Condições. Paim considera que muitas vezes o pedido de demissão por parte do trabalhador também pode ser motivado por situações adversas à sua vontade, resultando de más condições de trabalho, ou mesmo de posturas indevidas por parte do empregador:<IP> “A decisão do trabalhador de pedido de demissão não resulta assim, necessariamente, de uma opção por melhor posto de trabalho, podendo se dar em função de notório desconforto.”

Em nota, o presidente do Instituto Fundo Devido ao Trabalhador (IFDT), Mario Avelino, disse que a aprovação do projeto pode desencadear uma onda de pedidos de demissão e gerar instabilidade nas contas do Fundo: “Como a maioria dos trabalhadores está endividada, esse será um canal para que eles saquem o fundo para pagar cartão de crédito e saldar dívidas do cheque especial, por exemplo.”

Correção dos saldos. A 1.ª Seção do Superior Tribunal de Justiça (STJ) decidiu ontem que a Taxa Referencial (TR) deve ser mantida como índice de correção dos saldos das contas do Fundo de Garantia do Tempo de Serviço (FGTS). O entendimento deve orientar todos os tribunais do País que julgarem processos de pedidos para mudança na referência de atualização da poupança forçada que todo brasileiro é obrigado a fazer.

Segundo a Advocacia-Geral da União (AGU), que atuou nesse processo em conjunto com a Caixa e o Banco Central, se fosse adotado o Índice Nacional de Preços ao Consumidor (INPC) para atualizar os saldos desde 1999 o impacto seria de R$ 280 bilhões nas contas do FGTS. O fundo tem atualmente patrimônio líquido de R$ 98 bilhões, inferior ao impacto calculado pela AGU.

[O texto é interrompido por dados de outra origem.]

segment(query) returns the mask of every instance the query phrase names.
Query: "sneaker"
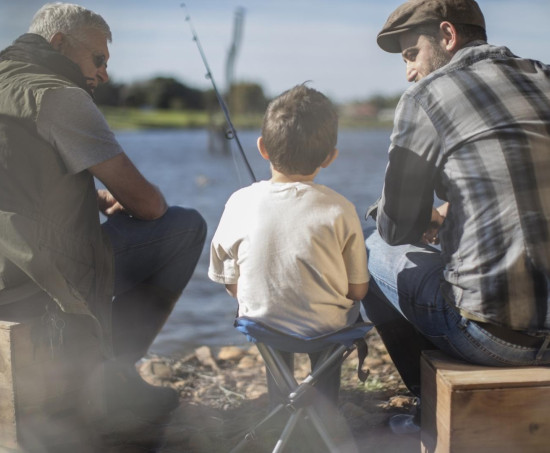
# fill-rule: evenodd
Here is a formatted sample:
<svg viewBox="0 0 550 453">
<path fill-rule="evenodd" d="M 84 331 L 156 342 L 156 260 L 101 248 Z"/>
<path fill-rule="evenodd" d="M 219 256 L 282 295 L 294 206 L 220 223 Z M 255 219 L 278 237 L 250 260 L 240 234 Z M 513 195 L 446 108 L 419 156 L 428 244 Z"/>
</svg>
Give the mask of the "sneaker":
<svg viewBox="0 0 550 453">
<path fill-rule="evenodd" d="M 420 431 L 420 423 L 416 415 L 393 415 L 390 417 L 389 424 L 394 434 L 414 434 Z"/>
</svg>

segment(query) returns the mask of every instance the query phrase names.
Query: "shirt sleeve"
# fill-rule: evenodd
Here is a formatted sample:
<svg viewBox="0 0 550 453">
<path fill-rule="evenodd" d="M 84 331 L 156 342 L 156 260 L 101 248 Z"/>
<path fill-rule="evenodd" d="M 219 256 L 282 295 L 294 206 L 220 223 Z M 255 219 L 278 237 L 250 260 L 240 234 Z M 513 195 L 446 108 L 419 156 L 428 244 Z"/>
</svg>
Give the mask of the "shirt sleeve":
<svg viewBox="0 0 550 453">
<path fill-rule="evenodd" d="M 441 142 L 432 121 L 414 99 L 401 99 L 389 150 L 377 227 L 391 245 L 420 240 L 431 219 Z"/>
<path fill-rule="evenodd" d="M 218 228 L 210 244 L 210 265 L 208 278 L 216 283 L 233 284 L 239 279 L 237 262 L 239 231 L 238 219 L 235 219 L 231 209 L 231 199 L 227 202 Z"/>
<path fill-rule="evenodd" d="M 47 90 L 36 124 L 72 174 L 123 152 L 91 96 L 80 88 Z"/>
</svg>

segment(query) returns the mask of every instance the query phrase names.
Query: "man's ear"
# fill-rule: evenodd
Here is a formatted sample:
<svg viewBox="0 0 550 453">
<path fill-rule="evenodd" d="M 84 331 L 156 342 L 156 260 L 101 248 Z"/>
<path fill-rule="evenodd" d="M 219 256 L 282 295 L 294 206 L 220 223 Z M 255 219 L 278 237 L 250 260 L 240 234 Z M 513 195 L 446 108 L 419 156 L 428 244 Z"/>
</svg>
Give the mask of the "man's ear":
<svg viewBox="0 0 550 453">
<path fill-rule="evenodd" d="M 57 50 L 58 52 L 63 53 L 63 48 L 65 47 L 65 42 L 67 38 L 63 33 L 58 31 L 55 35 L 52 36 L 50 39 L 50 45 Z"/>
<path fill-rule="evenodd" d="M 258 151 L 260 151 L 260 155 L 265 159 L 269 160 L 269 154 L 267 154 L 267 149 L 265 149 L 264 145 L 264 139 L 262 136 L 258 137 L 258 140 L 256 142 L 256 145 L 258 146 Z"/>
<path fill-rule="evenodd" d="M 334 159 L 336 159 L 337 157 L 338 157 L 338 150 L 334 148 L 321 164 L 321 168 L 327 168 L 330 164 L 334 162 Z"/>
<path fill-rule="evenodd" d="M 453 55 L 460 49 L 460 38 L 453 24 L 447 21 L 443 21 L 439 24 L 439 30 L 443 37 L 443 44 L 447 52 Z"/>
</svg>

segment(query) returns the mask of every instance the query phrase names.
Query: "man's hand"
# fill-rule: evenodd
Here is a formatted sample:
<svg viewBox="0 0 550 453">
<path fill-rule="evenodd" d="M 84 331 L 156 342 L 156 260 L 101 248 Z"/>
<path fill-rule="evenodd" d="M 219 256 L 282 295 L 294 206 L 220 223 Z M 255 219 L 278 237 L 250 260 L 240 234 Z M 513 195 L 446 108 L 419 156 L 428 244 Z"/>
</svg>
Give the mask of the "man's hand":
<svg viewBox="0 0 550 453">
<path fill-rule="evenodd" d="M 448 210 L 449 203 L 444 203 L 437 209 L 432 209 L 430 224 L 428 225 L 426 232 L 422 235 L 420 242 L 423 244 L 439 244 L 439 229 L 441 228 L 441 225 L 443 225 L 445 217 L 447 217 Z"/>
<path fill-rule="evenodd" d="M 109 196 L 104 195 L 100 201 L 100 209 L 106 215 L 125 211 L 137 219 L 155 220 L 166 212 L 168 206 L 158 187 L 143 177 L 125 153 L 88 170 L 108 190 Z"/>
<path fill-rule="evenodd" d="M 124 206 L 113 197 L 111 192 L 105 189 L 99 189 L 97 191 L 97 204 L 99 210 L 106 216 L 113 215 L 116 212 L 126 212 Z"/>
</svg>

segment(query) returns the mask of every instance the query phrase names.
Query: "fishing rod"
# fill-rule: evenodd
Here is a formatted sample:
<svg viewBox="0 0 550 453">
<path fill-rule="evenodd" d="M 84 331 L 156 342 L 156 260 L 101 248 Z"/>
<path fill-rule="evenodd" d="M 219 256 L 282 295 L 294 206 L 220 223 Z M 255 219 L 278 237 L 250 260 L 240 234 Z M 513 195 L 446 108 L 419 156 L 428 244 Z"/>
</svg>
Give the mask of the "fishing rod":
<svg viewBox="0 0 550 453">
<path fill-rule="evenodd" d="M 246 165 L 246 169 L 248 170 L 248 173 L 250 174 L 250 177 L 252 178 L 253 182 L 256 182 L 256 176 L 254 175 L 254 172 L 252 171 L 252 167 L 250 166 L 250 163 L 248 162 L 248 159 L 246 158 L 246 154 L 244 153 L 243 147 L 241 145 L 241 141 L 239 140 L 239 136 L 237 135 L 237 130 L 235 129 L 235 126 L 233 126 L 233 122 L 231 121 L 231 116 L 229 115 L 229 109 L 227 108 L 227 105 L 225 104 L 225 101 L 223 100 L 222 95 L 218 91 L 218 87 L 216 86 L 216 82 L 214 81 L 214 76 L 212 75 L 212 71 L 210 70 L 210 66 L 208 65 L 208 61 L 206 60 L 206 55 L 204 51 L 202 50 L 201 42 L 199 40 L 199 36 L 197 32 L 195 31 L 195 27 L 193 27 L 193 23 L 191 22 L 191 16 L 189 15 L 189 12 L 187 11 L 187 6 L 185 3 L 181 4 L 181 7 L 185 10 L 185 20 L 189 23 L 189 28 L 191 29 L 191 35 L 193 36 L 193 41 L 197 44 L 197 48 L 199 49 L 199 53 L 202 58 L 202 62 L 204 64 L 204 67 L 206 68 L 206 78 L 210 80 L 212 83 L 212 87 L 214 88 L 214 93 L 216 94 L 216 98 L 218 99 L 218 103 L 220 104 L 220 107 L 223 111 L 223 114 L 225 116 L 225 121 L 227 122 L 227 125 L 229 126 L 229 131 L 226 132 L 225 137 L 228 140 L 235 139 L 235 142 L 237 143 L 237 147 L 239 148 L 239 151 L 241 153 L 241 157 L 243 158 L 243 161 Z"/>
</svg>

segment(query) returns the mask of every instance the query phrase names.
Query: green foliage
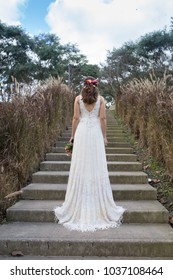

De acordo com a AGU, a mudança poderia obrigar a União a aumentar tributos para que o Tesouro Nacional conseguisse compensar a diferença – impondo a toda a sociedade o custo da adoção de uma nova forma de correção.

Além disso, alertou a AGU, o uso do INPC colocaria em risco um conjunto de políticas públicas, uma vez que recursos do FGTS são utilizados não só para proteger o trabalhador que perde o emprego, mas para financiar a aquisição de moradias (incluindo imóveis do Minha Casa, Minha Vida) e projetos de saneamento básico.

O órgão também afirmou que não cabe à Justiça mudar o índice de correção das contas do FGTS, mas sim ao Congresso Nacional. Em 2015, a Câmara – sob o comando de Eduardo Cunha – aprovou mudança na correção do FGTS de forma gradual até se igualar à da caderneta de poupança.

A correção atual é de 3% mais TR ao ano. O rendimento subiria ano a ano até chegar a 6,17% ou 70% da taxa básica de juros (Selic), quando esta for igual ou menor a 8,5%, mais TR ao ano.